In a six-and-a-half-hour statement, and without providing any evidence, the businessman and alleged fixer of the plot implicated Pedro Sánchez in the Koldo case and stated that construction companies illegally financed the PSOE. "If there is a hierarchy of a criminal organization, Sánchez is at the top level," he said. "I was told that the president knew everything," he added. He ratified that he paid 10,000 euros a month to Ábalos and Koldo: "They always told me that part of that money went to the financing of the Socialist Party," he highlighted. And he stated that Koldo told him that Sánchez "knew and was clear" about everything they were doing.
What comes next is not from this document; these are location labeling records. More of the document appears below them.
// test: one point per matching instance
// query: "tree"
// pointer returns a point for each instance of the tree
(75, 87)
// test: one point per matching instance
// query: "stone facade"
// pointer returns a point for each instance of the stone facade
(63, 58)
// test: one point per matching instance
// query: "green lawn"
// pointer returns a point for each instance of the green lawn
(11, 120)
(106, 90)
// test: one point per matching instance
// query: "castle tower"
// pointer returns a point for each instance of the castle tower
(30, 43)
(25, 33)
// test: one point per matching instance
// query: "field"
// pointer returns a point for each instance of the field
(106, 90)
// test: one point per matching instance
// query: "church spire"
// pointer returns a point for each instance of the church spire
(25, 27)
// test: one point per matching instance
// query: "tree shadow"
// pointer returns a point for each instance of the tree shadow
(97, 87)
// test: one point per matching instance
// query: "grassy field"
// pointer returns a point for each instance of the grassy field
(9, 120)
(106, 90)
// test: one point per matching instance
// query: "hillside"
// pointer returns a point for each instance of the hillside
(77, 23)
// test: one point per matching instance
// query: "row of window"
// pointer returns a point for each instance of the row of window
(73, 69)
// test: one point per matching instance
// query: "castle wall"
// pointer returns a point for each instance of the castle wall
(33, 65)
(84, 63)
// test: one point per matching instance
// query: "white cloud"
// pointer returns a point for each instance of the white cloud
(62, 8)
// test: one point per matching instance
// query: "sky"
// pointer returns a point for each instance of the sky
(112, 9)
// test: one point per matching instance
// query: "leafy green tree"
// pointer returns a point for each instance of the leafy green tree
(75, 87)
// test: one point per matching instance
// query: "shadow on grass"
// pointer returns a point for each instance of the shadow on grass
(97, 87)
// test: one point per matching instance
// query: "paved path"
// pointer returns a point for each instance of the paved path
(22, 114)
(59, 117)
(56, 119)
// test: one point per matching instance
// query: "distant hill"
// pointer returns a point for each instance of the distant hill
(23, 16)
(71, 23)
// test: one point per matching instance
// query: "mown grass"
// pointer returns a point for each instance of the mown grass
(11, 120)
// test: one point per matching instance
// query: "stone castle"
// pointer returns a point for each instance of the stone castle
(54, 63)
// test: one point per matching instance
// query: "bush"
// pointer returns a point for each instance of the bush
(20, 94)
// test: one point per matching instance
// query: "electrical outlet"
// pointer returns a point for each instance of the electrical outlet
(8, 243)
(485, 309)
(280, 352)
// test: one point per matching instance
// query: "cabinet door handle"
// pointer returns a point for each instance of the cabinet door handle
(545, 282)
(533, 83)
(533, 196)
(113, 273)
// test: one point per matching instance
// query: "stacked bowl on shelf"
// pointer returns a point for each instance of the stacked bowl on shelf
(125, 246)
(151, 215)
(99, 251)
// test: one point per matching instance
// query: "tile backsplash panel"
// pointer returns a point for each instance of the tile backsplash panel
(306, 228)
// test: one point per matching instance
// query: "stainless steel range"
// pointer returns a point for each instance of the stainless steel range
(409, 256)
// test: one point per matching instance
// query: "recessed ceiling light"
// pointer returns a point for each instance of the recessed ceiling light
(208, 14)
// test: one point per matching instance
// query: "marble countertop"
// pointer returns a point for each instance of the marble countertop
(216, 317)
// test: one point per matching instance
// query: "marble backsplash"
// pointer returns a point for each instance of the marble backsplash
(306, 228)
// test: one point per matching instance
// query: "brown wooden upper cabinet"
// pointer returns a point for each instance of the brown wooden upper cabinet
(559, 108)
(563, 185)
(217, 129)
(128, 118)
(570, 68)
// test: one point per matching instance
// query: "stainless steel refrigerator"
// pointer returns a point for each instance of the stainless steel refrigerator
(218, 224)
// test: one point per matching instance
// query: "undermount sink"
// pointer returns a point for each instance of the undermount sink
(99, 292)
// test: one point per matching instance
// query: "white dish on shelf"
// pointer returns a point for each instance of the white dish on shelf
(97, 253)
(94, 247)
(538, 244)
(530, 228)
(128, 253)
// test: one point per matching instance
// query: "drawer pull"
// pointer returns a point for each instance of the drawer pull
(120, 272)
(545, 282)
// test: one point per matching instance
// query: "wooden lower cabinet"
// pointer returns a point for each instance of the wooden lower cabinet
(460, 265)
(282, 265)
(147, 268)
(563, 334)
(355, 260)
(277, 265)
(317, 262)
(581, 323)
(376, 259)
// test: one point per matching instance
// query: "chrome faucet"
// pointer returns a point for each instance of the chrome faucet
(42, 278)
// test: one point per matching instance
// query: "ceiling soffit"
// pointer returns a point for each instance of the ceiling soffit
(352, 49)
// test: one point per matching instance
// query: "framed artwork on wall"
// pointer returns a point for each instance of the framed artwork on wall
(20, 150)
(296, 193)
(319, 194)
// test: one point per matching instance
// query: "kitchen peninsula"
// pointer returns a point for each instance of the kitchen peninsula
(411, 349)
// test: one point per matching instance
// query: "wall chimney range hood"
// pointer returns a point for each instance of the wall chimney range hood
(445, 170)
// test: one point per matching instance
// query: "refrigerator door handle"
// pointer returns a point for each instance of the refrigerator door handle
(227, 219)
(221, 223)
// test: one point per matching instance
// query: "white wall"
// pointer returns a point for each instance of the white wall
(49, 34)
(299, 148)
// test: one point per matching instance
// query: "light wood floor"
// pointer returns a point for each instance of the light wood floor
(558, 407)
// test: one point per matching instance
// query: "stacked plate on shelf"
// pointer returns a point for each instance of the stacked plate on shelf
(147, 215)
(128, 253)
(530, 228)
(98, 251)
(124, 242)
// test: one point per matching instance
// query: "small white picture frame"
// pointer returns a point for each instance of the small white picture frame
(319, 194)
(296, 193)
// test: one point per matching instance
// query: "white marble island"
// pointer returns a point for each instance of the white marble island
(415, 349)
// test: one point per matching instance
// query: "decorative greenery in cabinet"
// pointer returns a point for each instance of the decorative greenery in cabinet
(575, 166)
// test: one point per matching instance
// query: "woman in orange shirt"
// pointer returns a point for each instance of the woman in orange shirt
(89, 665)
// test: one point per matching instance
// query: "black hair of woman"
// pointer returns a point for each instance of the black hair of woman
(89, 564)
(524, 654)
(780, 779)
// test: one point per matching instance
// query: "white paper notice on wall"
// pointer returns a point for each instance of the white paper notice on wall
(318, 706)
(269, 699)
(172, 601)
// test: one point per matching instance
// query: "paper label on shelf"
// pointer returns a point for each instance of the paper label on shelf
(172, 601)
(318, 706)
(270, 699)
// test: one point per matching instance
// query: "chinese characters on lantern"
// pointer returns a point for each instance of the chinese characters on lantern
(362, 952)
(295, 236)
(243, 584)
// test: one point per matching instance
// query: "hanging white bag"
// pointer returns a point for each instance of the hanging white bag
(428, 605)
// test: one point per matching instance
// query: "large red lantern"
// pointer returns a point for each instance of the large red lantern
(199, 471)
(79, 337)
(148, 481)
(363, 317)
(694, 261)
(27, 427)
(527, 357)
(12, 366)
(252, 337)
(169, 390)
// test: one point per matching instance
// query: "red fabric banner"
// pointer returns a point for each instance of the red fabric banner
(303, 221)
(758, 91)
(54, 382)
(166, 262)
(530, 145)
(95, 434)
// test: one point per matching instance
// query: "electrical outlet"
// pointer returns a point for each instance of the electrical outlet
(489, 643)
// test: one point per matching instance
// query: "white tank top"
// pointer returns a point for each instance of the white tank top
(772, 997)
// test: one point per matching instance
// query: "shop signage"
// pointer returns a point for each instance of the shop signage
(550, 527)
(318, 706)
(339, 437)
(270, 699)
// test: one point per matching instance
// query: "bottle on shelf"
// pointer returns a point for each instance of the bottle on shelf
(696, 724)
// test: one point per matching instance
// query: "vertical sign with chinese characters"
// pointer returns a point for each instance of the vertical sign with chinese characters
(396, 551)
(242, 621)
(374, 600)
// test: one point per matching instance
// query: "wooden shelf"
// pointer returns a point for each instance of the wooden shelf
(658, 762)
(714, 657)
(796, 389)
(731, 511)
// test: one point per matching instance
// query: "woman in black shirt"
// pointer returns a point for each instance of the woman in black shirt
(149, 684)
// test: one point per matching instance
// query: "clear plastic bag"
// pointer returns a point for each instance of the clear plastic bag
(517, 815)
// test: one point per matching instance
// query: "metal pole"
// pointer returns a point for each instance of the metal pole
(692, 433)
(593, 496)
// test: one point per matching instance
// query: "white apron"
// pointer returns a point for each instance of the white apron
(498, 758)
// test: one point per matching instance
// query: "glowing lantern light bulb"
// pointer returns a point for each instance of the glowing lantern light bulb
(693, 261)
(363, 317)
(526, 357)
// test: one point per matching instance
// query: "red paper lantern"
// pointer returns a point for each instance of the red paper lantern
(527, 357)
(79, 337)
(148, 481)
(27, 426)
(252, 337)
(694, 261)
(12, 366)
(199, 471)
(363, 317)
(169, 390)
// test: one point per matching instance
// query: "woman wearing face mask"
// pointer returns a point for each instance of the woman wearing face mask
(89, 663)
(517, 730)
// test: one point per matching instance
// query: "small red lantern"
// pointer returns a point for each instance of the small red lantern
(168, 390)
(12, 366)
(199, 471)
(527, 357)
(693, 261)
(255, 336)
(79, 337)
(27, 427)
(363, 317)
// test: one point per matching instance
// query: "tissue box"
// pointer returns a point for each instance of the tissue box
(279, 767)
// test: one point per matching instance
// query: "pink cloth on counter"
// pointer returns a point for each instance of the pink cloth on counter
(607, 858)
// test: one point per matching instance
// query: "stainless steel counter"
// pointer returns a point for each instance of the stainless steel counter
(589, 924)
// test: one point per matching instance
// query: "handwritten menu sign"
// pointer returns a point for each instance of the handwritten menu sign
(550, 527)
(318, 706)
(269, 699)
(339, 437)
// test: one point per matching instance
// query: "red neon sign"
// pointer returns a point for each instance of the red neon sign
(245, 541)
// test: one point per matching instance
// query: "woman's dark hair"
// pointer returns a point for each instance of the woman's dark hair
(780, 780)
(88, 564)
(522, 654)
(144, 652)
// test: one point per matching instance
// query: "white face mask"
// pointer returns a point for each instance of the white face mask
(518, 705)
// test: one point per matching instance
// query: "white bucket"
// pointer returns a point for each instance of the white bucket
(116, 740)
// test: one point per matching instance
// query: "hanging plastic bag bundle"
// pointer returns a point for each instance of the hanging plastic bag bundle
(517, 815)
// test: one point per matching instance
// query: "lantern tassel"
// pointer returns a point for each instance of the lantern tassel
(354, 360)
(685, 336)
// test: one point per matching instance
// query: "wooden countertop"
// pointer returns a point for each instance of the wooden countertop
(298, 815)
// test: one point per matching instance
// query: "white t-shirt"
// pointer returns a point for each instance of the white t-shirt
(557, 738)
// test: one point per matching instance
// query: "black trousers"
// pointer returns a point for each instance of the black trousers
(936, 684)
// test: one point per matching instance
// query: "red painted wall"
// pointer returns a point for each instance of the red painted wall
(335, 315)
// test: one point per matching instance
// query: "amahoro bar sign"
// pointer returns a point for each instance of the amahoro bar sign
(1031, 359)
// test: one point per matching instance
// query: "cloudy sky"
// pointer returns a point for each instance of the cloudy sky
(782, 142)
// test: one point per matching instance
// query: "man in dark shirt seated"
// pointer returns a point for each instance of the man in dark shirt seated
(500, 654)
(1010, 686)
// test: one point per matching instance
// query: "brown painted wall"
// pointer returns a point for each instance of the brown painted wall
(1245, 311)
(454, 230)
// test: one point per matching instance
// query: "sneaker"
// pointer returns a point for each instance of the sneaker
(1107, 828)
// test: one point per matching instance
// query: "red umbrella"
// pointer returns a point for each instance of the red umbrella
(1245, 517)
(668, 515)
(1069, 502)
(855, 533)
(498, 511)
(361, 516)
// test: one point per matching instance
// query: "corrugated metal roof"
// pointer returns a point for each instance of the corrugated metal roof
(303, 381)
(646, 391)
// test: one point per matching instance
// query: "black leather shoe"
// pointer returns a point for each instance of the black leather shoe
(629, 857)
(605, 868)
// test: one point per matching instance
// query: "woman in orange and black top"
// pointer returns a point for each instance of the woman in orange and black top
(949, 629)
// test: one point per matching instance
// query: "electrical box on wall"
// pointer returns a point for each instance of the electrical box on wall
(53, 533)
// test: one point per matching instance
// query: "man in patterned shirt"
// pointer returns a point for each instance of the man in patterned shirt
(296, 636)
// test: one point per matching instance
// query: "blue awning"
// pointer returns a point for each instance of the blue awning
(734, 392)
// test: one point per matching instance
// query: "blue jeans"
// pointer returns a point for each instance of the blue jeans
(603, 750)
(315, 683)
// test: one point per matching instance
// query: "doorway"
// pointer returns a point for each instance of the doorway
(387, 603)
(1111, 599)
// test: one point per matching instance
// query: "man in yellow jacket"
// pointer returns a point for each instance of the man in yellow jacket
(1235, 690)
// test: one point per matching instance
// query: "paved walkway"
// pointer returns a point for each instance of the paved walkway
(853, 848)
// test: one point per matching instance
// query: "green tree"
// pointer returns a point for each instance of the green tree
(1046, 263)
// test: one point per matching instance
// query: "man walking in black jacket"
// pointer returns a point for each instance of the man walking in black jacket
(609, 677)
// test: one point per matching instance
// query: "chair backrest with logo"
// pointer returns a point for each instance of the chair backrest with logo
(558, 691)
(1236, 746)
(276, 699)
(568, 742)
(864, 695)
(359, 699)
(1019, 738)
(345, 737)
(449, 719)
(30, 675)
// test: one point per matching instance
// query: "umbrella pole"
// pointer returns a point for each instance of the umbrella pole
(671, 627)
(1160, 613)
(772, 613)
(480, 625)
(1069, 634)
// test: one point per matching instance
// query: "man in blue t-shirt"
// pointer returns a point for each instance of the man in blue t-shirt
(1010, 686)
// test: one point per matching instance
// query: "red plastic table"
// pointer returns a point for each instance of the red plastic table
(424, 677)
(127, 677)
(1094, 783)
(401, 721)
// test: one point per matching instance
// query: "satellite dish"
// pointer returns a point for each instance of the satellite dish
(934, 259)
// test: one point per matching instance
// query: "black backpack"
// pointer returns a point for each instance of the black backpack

The second prong that splashed the PSOE's finances had to do with construction companies. Koldo would have introduced Aldama to construction companies that worked for the ministry: "We have to see how we can help them so that they get the tender. In the end, they will get it, but if we help them win, we can have a return that we need for the party's financing," he recalled that Ábalos's advisor would have explained to him.
What is the Prosecutor's Office accusing them of?
According to the Anti-Corruption Prosecutor's Office, the then minister used his “valuable influence”, the advisor took advantage of his “services”, and the businessman and alleged facilitator sought companies or individuals who wanted to deal with the administration to assert their interests in an “arbitrary” manner. All this, in exchange for the “continued payment of large sums of money” within the framework of a “criminal conspiracy”.
In his defense statement, the former minister completely denies having carried out any “criminal plan” to facilitate public contracts in exchange for a commission: “There were no illegal incomes,” he emphasizes. And he stresses that the prices paid were neither “excessive” nor “higher than market prices or those paid by other administrations”.